Su perfección le ganó fama y prestigio. Todos los grandes, los poderosos, hacían fila para verse inmortalizados en grandes telas. Pero sus óleos no se limitaban a los caprichos del que tiene, no señor. Un paisaje verde y amarillo, el crepúsculo amenazante y una mesa dejada a su suerte en una batalla injusta contra la fuerza de las termitas eran también motivo de grandes obras.
Fue más allá que cualquiera cuando, en un obrar análogo al literato que escribe sobre las palabras, capturó en toda su intensidad sus materiales de trabajo. Pinceladas sobre pinceles; colores que eran la imagen y ellos mismos a la vez; una paleta irisada de forma tal que expelía en figura irreal un aroma a trementina inconfundible.
Una tarde de otoño una mujer anónima e irreconocible apareció por su estudio. Su deseo de ser retratada era tan genuino y firme que no pudo negarse. Más aún, tanta pureza vio en su convicción que se aprestó a hacer de su retrato la mejor de sus obras.
Cogió de un estante sus mejores pinceles. De un cajón extrajo unos óleos inmaculados, joyitas limitadas del mundo artístico, cuya posesión respondía a la gratitud de un rey aficionado a su trabajo. Desenfundó su mejor atril y adoptó su más ensimismada actitud para comenzar la labor.
Sus manos enfundadas en un aura mística parecían danzar sobre la tela, revelando una magia desconocida en la realidad. Los colores eran de una viveza abrumante, queriendo salir de la tela para cobrar vida. El pintor no era ya un artista sino que un dios, un artesano iluminado alcanzando alturas impensadas en sus trazos maravillosos.
Llevaba más de tres horas ante su musa cuando casi llegó al fin.
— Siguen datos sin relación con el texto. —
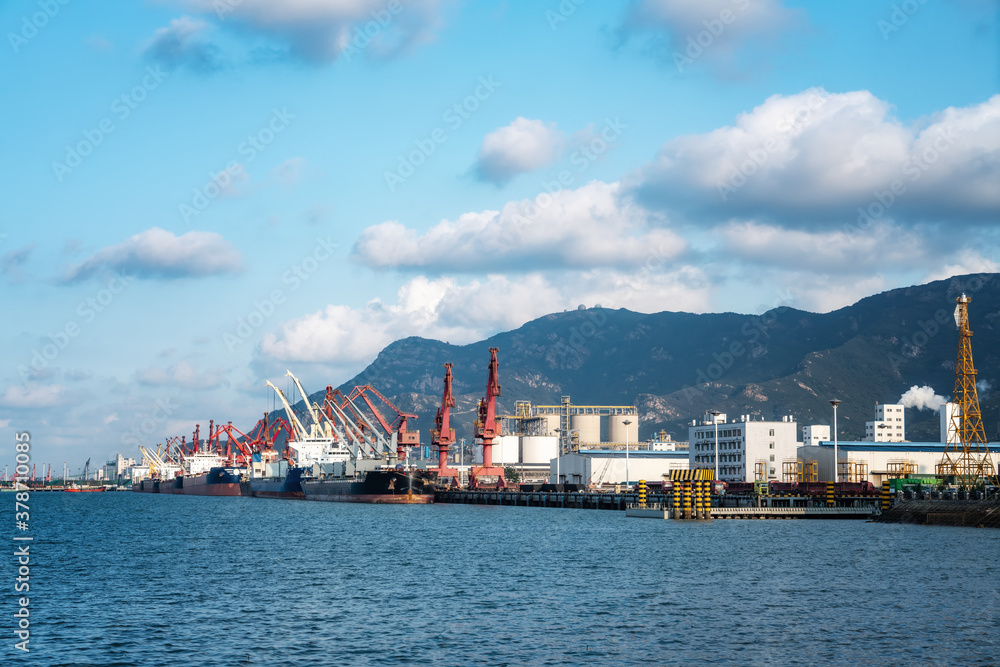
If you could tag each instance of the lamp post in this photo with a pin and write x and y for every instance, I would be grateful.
(836, 461)
(626, 422)
(715, 420)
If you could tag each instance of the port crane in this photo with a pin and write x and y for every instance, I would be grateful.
(398, 429)
(487, 428)
(443, 435)
(312, 445)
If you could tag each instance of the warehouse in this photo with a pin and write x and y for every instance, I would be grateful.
(595, 467)
(876, 461)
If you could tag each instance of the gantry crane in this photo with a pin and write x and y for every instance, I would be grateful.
(487, 428)
(966, 455)
(442, 435)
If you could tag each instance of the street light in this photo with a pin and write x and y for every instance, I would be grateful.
(836, 461)
(626, 422)
(715, 419)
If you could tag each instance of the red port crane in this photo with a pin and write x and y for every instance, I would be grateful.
(442, 435)
(487, 429)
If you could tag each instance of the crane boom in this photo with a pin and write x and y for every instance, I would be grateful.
(313, 408)
(300, 431)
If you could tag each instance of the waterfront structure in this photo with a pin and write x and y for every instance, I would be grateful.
(581, 426)
(596, 467)
(865, 461)
(967, 457)
(889, 424)
(815, 434)
(748, 450)
(949, 413)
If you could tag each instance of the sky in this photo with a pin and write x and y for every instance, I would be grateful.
(201, 194)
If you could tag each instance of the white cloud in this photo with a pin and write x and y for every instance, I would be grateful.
(290, 171)
(589, 227)
(182, 42)
(323, 30)
(445, 310)
(521, 147)
(34, 396)
(879, 248)
(716, 32)
(922, 398)
(182, 374)
(815, 157)
(965, 262)
(161, 254)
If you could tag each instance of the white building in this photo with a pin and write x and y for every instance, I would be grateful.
(594, 467)
(889, 424)
(742, 446)
(815, 434)
(880, 459)
(949, 411)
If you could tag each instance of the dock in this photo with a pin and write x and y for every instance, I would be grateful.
(859, 512)
(659, 506)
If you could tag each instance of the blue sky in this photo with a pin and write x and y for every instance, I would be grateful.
(201, 194)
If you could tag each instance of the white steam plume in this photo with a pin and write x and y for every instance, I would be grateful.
(922, 398)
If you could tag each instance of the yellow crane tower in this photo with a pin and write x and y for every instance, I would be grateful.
(966, 454)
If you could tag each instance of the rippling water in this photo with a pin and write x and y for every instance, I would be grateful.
(124, 578)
La observó con santa detención para imprimir el iris justo al último detalle. Soltó su pincel asombrado de su propia capacidad cuando observó el cuadro terminado. Quiso agradecerle, mas no alcanzó a expresar palabra alguna cuando se volvió a su modelo y la vio despedirse con un coqueto gesto de mano, mientras se esfumaba en una transparencia continua para desaparecer por y para siempre.